Introduction
This case study is my capstone project for the Google Data Analytics Certificate. It involves analysis of historical data for a fictional company, Cyclistic, a bike sharing company located in Chicago, to make recommendations for an upcoming marketing campaign. Although the company and scenario are fictitious, the data used for this project are real data collected between August 2020 – July 2021 from a bike share program in Chicago. In this project I am assuming the role of the junior analyst.
Scenario
Cyclistic is a fictional bike sharing company located in Chicago. It operates a fleet of more than 5,800 bicycles which can be accessed from over 600 docking stations across the city. Bikes can be borrowed from one docking station, ridden, then returned to any docking station in the system Over the years marketing campaigns have been broad and targeted a cross-section of potential users. Data analysis has shown that riders with an annual membership are more profitable than casual riders. The marketing team are interested in creating a campaign to encourage casual riders to convert to members.
The marketing analyst team would like to know how annual members and casual riders differ, why casual riders would buy a membership, and how Cyclistic can use digital media to influence casual riders to become members. The team is interested in analyzing the Cyclistic historical bike trip data to identify trends in the usage of bikes by casual and member riders.
I. ASK
Business Objective
To increase profitability by converting casual riders to annual members via a targeted marketing campaign.

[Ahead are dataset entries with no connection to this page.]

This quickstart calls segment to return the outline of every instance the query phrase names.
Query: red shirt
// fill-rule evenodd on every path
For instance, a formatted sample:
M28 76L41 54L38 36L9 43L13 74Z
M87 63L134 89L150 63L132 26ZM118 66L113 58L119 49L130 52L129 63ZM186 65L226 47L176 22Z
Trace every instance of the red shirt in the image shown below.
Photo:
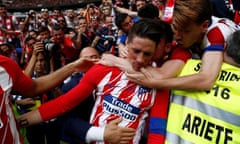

Business Task for Junior Analyst
The junior analyst has been tasked with answering this question: How do annual members and casual riders use Cyclistic bikes differently?
Stakeholders
The stakeholders in this project include:
Lily Moreno, Director of Marketing at Cyclistic, who is responsible for the marketing campaigns at Cyclistic.
The Cyclistic marketing analytics team. This team is responsible for collecting, analyzing and reporting data to be used in marketing campaigns. I am the junior analyst on this team
The Cyclistic executive team. This team makes the final decision on the recommended marketing plan. They are notoriously detail-oriented.
II. PREPARE
Where is Data Located?
The data used for this analysis were obtained from the Motivate, a company employed by the City of Chicago to collect data on bike share usage.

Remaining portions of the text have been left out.